Capital planning tool streamlines portfolio management
Connecting state and local government leaders
Capital Assets software streamlines capital planning, providing agencies with best practices, templates and visual analytics.
Government capital planning professionals have a new tool to help them visualize, track and allocate funds and resources.
Decision Lens Capital Assets is designed for government and industry capital planners working in transportation, mass transit, facilities, water, and public works and utilities. Based upon Decision Lens’ cloud-based prioritization and resource optimization software, Capital Assets gives agencies a more systematic and repeatable approach to ensure that capital projects are aligned with overall agency objectives, said John Saaty, Decision Lens’ president.
The Maryland Transit Administration used Decision Lens software to revise its capital planning process across eight divisions, integrating and aligning the conflicting priorities of all the decision-makers with the agency’s goals.
Capital Assets uses the same prioritization process as Decision Lens software, but incorporates features that are more useful for capital planning, Saaty said. Those features include:
- Capital planning decision blueprints are industry-specific templates that incorporate industry best practices, as well as input from industry experts, trusted journals and research.
- Resource balancer helps organizations better align funding with resources. Often organizations have the funds for a project but managers do not have the project management and engineering people to successfully execute the project. For example, a few years ago, the Maryland Transit Administration, which has a $600 million capital and program improvement budget, could not spend $200 million because of resource constraints, Satty noted. The resource balancer can allocate resources, showing where the project bottlenecks are, he said.
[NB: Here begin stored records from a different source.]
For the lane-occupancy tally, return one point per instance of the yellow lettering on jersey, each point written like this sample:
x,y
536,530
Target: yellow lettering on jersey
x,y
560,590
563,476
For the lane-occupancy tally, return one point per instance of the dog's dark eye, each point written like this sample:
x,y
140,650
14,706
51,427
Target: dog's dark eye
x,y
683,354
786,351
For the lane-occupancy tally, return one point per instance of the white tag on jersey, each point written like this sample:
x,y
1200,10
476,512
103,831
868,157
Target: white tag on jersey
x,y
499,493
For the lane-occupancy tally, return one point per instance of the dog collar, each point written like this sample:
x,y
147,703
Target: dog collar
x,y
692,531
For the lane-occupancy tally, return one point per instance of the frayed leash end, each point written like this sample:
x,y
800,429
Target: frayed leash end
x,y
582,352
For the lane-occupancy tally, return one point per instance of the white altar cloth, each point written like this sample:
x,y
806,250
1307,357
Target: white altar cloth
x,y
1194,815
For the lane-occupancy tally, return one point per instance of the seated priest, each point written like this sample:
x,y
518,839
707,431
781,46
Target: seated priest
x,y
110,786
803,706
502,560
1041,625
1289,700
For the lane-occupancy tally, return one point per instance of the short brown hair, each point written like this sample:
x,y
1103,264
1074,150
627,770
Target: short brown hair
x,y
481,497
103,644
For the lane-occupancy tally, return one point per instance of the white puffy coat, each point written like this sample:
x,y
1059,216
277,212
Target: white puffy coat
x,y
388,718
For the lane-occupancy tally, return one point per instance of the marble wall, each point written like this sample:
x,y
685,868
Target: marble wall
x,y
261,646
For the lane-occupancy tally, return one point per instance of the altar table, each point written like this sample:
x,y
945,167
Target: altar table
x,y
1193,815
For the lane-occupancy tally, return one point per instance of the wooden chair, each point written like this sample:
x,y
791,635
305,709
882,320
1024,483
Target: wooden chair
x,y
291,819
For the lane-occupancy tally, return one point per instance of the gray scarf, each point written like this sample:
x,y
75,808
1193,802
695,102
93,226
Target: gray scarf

- Geographic mapping gives planners a visual view into their capital project portfolio, giving them additional insights. Planners in transit and transportation departments can overlay geospatial information about voting districts that gives them better insight on areas that might be underfunded for improvements. Capital Assets also incorporates visual analytics like bubble charts and Pareto tables, making it easier to spot trends and answer questions.
Decision Lens software is delivered in a software-as-a-service model and is used across government to help set priorities and allocate resources, Saaty told GCN in August. Other government agencies using the software include Homeland Security and Agriculture departments; U.S. Army, Air Force and Navy; the Maryland Department of Transportation and the Washington Metropolitan Area Transit Authority.